This problem is a variant of the interval covering problem, similar to 45. Jump Game II. The goal is to cover the entire time range [0, T] using the minimum number of video clips. We start from time 0 and try to extend our coverage to time T.

To achieve this, we need to keep track of the current time we have covered. We can only select intervals that overlap with the current time we have covered. Therefore, it is essential to sort the intervals by their start time. Sorting ensures that we can always select the next interval with the smallest start time, which helps in making the optimal choice at each step.

For each current time we have covered, we look for intervals that overlap with it. Among these overlapping intervals, we select the one that extends our coverage the farthest. We then move our current time to this farthest point. We repeat this process until we either cover the entire time range [0, T] or run out of intervals to select.

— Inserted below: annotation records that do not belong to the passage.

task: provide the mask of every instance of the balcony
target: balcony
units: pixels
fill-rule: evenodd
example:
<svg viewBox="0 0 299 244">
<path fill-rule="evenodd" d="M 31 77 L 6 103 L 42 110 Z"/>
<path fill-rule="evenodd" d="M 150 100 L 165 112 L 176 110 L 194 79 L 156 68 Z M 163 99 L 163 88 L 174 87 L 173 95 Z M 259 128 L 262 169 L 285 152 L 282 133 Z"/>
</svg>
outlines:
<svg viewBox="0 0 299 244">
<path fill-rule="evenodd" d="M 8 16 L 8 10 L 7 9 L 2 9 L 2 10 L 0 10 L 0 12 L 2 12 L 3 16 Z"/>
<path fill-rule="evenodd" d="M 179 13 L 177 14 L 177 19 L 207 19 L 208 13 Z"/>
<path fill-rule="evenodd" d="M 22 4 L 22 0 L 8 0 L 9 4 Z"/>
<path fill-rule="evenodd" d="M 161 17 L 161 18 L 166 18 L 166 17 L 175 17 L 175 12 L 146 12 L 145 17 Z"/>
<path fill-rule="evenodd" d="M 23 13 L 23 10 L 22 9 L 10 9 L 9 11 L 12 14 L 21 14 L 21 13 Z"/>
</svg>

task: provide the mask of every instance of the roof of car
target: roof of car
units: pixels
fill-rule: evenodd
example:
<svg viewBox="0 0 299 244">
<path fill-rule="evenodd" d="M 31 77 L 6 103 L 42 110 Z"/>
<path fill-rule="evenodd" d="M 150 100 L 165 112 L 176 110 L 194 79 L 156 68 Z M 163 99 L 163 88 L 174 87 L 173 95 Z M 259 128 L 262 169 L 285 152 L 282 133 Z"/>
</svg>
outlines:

If at any point, the next interval does not overlap with the current time we have covered, it means we cannot cover the entire time range, and the task is impossible to complete.

X, X, X, X, X, X, X, X, X
c
|-----|
|--|
|--------|

         c
   |--|
   |-----|
      |-------|
      |------------|
      |-----|
         |------------|
                      
                      c

Edge cases: The next interval has no overlap with the current time we have covered.

X, X, X, X, X, X, X, X, X
c
|-----|
|--|
|--------|
  
         c     
               |------| // No overlap, we can't cover the whole time range
fun videoStitching(clips: Array<IntArray>, time: Int): Int {
    clips.sortBy { it[0] }
    
    val n = clips.size
    var count = 0
    var i = 0
    var current = 0
    while (current < time && i < n) {
        // Edge case: current < next interval, no overlap, we can't cover the whole time range
        // Or alternatively, see below
        if (current < clips[i][0]) return-1
        
        // Find the farthest time we can reach from the intervals overlapping with the current time
        var farthest = current
        while (i < n && clips[i][0] <= current) {
            farthest = maxOf(farthest, clips[i][1])
            i++
        }
        
        // Or we can check if we move or not. If we still stay at the same time, it means we can't cover the whole time range
        // if (current == farthest) return -1

        // Move to the farthest time we can reach
        current = farthest
        count++
    }
    return if (current < time) -1 else count
}